# Robin Williams as the American Flag



## lonestarwelder (Aug 3, 2009)




----------



## RoxyBlue (Oct 6, 2008)

I think Robin Williams does a great job of mixing laugh-out-loud humor with poignancy.

My, was he ever young in this, too!


----------



## scareme (Aug 29, 2006)

That was great. I put up a flag at the start of the Iraq war. The first one wore out and I'm on my second one now. We live near an Air Force base, and we see alot of people with flags up around here.


----------



## debbie5 (Mar 2, 2007)

Ahhh..."Robin: The Cocaine Years". 
We are on our third flag as well since 9/11. Remember when everyone put out a flag? Look now; there all gone. How sad. Even our local theme park, which had THE strictest security checks has forgotten. But then again, it's not like 6 Flags is a big terrorist destination.... 
I'll keep my guns & money, you can keep the "change".


----------



## Bodybagging (May 8, 2006)

*(I'll keep my guns & money, you can keep the "change".)
amen! and great video!


----------



## The Archivist (May 31, 2009)

debbie5 said:


> Ahhh..."Robin: The Cocaine Years".
> We are on our third flag as well since 9/11. Remember when everyone put out a flag? Look now; there all gone. How sad. Even our local theme park, which had THE strictest security checks has forgotten. But then again, it's not like 6 Flags is a big terrorist destination....
> I'll keep my guns & money, you can keep the "change".
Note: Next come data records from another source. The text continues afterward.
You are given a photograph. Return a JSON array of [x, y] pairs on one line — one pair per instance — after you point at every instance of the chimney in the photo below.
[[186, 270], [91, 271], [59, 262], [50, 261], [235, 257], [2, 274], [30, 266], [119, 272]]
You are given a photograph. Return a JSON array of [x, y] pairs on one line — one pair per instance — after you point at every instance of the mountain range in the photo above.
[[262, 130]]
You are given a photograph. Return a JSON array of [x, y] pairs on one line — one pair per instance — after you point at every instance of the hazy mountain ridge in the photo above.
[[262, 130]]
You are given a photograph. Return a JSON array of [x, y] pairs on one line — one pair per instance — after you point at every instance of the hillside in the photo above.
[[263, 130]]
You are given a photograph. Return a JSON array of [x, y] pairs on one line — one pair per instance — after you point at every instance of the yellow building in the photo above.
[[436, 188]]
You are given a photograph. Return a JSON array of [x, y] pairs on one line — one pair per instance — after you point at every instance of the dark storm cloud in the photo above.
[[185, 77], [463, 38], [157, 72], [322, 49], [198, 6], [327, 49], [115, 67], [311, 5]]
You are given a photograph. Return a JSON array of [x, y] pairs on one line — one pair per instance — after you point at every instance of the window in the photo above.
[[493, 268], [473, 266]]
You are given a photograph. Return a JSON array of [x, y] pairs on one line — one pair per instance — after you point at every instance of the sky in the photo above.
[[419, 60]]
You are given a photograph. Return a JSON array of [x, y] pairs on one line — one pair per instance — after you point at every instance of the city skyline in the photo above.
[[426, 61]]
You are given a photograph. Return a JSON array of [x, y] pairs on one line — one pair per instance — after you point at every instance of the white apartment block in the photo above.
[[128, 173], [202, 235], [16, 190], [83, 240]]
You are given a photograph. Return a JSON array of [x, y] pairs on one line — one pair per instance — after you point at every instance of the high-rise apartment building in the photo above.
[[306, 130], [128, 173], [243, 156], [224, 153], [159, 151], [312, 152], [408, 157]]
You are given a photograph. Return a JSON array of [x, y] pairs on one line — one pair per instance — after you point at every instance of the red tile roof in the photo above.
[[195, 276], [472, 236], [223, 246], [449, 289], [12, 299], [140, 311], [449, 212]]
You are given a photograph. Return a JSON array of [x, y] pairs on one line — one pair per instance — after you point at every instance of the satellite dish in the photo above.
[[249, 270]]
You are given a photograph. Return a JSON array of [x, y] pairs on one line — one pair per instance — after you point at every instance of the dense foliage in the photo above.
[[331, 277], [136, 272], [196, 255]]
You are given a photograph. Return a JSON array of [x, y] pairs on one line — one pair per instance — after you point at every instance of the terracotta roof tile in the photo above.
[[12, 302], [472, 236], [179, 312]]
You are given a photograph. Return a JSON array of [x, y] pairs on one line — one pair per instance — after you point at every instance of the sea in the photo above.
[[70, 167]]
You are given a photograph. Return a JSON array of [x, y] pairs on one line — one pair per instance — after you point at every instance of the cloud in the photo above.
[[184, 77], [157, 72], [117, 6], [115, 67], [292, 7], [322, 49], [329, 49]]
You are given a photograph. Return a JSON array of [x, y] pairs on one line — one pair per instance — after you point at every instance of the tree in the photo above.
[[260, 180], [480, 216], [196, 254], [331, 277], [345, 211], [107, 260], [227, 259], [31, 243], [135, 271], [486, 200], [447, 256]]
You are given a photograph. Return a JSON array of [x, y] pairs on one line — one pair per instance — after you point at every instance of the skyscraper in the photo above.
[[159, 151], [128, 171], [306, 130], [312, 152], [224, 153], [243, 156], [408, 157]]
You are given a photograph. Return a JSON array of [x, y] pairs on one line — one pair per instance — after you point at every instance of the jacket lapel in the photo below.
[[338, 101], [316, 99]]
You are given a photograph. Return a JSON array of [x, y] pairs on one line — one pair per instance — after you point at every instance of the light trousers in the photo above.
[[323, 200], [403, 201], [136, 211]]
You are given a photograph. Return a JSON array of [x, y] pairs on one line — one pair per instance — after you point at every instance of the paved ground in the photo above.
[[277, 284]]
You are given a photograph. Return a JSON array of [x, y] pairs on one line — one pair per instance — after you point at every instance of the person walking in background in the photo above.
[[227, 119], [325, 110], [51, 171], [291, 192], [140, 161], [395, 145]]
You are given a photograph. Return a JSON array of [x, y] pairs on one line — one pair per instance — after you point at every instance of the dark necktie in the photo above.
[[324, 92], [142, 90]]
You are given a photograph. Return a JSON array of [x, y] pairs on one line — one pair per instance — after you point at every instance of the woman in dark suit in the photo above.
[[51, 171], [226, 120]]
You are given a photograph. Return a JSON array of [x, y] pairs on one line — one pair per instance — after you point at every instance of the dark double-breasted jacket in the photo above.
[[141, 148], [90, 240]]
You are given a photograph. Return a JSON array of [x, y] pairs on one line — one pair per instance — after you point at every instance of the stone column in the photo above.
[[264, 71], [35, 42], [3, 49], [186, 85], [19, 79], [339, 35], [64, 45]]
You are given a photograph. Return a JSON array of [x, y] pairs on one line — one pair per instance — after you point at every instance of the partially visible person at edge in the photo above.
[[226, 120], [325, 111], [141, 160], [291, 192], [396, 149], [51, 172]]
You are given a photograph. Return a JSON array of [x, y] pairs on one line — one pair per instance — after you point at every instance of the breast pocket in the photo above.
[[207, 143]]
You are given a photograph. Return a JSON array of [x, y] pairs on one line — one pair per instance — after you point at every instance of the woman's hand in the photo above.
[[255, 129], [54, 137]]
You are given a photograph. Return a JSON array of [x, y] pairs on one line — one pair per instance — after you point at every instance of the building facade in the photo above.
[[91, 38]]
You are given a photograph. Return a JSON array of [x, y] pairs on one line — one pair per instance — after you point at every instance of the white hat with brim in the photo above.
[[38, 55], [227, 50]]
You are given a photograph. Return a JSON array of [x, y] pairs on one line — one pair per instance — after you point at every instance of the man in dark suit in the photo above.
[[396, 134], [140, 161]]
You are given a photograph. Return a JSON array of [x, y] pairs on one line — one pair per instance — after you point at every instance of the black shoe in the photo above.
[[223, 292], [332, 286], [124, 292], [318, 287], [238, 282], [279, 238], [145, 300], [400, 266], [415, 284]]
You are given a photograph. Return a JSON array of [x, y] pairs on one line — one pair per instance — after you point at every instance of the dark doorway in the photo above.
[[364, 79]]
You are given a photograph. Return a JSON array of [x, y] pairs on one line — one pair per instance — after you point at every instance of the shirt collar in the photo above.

What are you saying, 6 Flags *IS* a terrorist organization!! Have you seen the prices they charge??!!:googly: By terrorist, I mean they hold you hostage (long lines, bad food, etc.) while taking your money.


----------



## debbie5 (Mar 2, 2007)

Tell me about it. We can't afford to go there anymore. Thank goodness there are still small, private amusement parks around here that don't charge $7 for a hamburger.


----------